Centralizing the Internet would be a horrible thing in many ways, including for Systems Administrators, 80% of whom would probably be unnecessary in a strong cloud environment.

THE ANTI-CRYPTO WAR RETURNS

In the past few years, anti-crypto laws have returned (more in the UK and EU than in the US). Several people are already in jail for not divulging their crypto-keys. And, in what was primarily a publicity stunt, the NSA offered massive rewards to anyone who could break Skype. (Skype was already compliant with law enforcement orders.)

This is moving forward under the name of Source Telecom Surveillance. What will become of it is unknowable at this time.

WHAT IT ALL MEANS

Multiple avenues of controlling every Internet user are being pursued, and many of them are quite potent.

On another side, the consumer Internet is slowly turning into a thousand new, interactive TV channels. Most of the new applications are highly insecure, which means they are either monitored already or easily could be. In effect, people are plugging into the Matrix, one convenience at a time. I know that sounds hyper-dramatic, but I know of no better way to describe the situation.
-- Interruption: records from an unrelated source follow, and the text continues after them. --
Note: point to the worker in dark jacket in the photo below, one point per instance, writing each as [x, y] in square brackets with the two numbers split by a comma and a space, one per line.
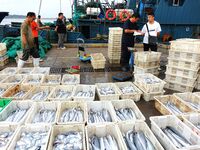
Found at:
[130, 26]
[61, 30]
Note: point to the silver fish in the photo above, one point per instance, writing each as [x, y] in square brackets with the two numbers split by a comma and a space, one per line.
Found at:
[4, 139]
[103, 143]
[72, 115]
[68, 141]
[99, 116]
[176, 138]
[16, 115]
[45, 116]
[125, 114]
[32, 141]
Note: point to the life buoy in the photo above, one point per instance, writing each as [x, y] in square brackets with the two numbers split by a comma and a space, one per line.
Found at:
[124, 15]
[110, 11]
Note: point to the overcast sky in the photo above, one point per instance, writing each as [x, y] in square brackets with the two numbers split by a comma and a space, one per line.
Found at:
[50, 8]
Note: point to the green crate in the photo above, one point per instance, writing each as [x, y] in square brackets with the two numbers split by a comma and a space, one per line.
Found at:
[4, 103]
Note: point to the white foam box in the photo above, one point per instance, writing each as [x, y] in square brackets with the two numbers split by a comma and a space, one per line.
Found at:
[69, 105]
[84, 88]
[41, 70]
[37, 107]
[38, 89]
[160, 122]
[29, 129]
[109, 97]
[66, 88]
[47, 78]
[13, 106]
[104, 130]
[10, 93]
[160, 102]
[9, 71]
[136, 95]
[140, 126]
[188, 98]
[98, 106]
[67, 77]
[140, 81]
[63, 129]
[128, 103]
[8, 128]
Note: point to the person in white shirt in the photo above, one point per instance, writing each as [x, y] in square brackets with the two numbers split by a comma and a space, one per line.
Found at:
[153, 29]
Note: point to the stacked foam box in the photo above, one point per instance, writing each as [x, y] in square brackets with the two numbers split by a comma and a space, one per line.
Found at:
[3, 56]
[147, 62]
[114, 45]
[183, 65]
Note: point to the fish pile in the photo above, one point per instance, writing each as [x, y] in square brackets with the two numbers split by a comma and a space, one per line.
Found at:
[2, 91]
[107, 91]
[45, 116]
[4, 139]
[32, 141]
[60, 94]
[176, 138]
[16, 115]
[137, 141]
[85, 94]
[103, 143]
[40, 95]
[70, 140]
[127, 89]
[19, 94]
[173, 108]
[70, 80]
[125, 114]
[72, 115]
[99, 116]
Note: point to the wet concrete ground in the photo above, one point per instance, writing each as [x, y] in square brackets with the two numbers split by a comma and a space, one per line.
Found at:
[64, 58]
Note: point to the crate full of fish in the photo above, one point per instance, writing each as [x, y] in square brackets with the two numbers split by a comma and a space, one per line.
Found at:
[39, 93]
[192, 121]
[107, 91]
[4, 103]
[137, 135]
[147, 56]
[100, 112]
[43, 113]
[128, 91]
[9, 71]
[104, 137]
[7, 133]
[84, 93]
[17, 92]
[127, 110]
[173, 134]
[170, 104]
[72, 112]
[33, 80]
[69, 137]
[51, 80]
[62, 93]
[31, 137]
[41, 70]
[152, 70]
[190, 99]
[149, 83]
[15, 113]
[70, 79]
[179, 79]
[98, 61]
[14, 79]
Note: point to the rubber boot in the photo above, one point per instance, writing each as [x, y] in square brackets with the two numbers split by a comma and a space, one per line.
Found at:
[36, 62]
[20, 63]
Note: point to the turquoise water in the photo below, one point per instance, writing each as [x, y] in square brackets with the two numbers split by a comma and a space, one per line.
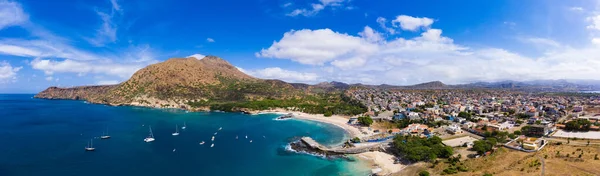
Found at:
[47, 137]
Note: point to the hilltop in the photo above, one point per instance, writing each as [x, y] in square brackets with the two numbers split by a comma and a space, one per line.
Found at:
[211, 83]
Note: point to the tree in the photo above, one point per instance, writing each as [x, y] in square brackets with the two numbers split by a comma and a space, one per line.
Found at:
[365, 120]
[517, 132]
[464, 115]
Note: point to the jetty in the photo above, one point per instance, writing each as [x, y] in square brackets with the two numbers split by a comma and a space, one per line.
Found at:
[313, 145]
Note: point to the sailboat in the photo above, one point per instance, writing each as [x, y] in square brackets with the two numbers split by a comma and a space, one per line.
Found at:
[105, 135]
[150, 138]
[176, 131]
[90, 146]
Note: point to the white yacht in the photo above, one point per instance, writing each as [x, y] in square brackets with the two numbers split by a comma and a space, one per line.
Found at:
[176, 131]
[105, 135]
[90, 146]
[150, 137]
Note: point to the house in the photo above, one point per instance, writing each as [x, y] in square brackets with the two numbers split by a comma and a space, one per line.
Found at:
[416, 129]
[538, 130]
[454, 129]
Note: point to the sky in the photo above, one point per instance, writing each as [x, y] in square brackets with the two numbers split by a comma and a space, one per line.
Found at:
[79, 42]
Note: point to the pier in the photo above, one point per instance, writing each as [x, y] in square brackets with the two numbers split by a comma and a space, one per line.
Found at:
[359, 148]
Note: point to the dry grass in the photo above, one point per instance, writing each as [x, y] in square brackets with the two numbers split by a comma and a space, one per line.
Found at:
[511, 162]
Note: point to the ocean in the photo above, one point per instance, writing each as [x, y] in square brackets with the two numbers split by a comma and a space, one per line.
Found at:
[47, 137]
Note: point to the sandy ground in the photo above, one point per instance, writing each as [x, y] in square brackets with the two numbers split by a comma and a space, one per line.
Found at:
[336, 120]
[382, 160]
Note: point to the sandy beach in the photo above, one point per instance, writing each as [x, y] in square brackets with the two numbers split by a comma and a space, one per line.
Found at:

At the end of the line, we end up with a Welfare State being replaced by a Security-Industrial Complex. It looks to feature some minimal layer of welfare, lots of entertainment, and lots of fear and enforcers. In other words, a lot like life in the late Roman Empire, but wired.

YOUR CALL

I leave all of this for your consideration. I have no master plan to offer you. But the enemies of the Internet are exercising both will and action. What are we doing?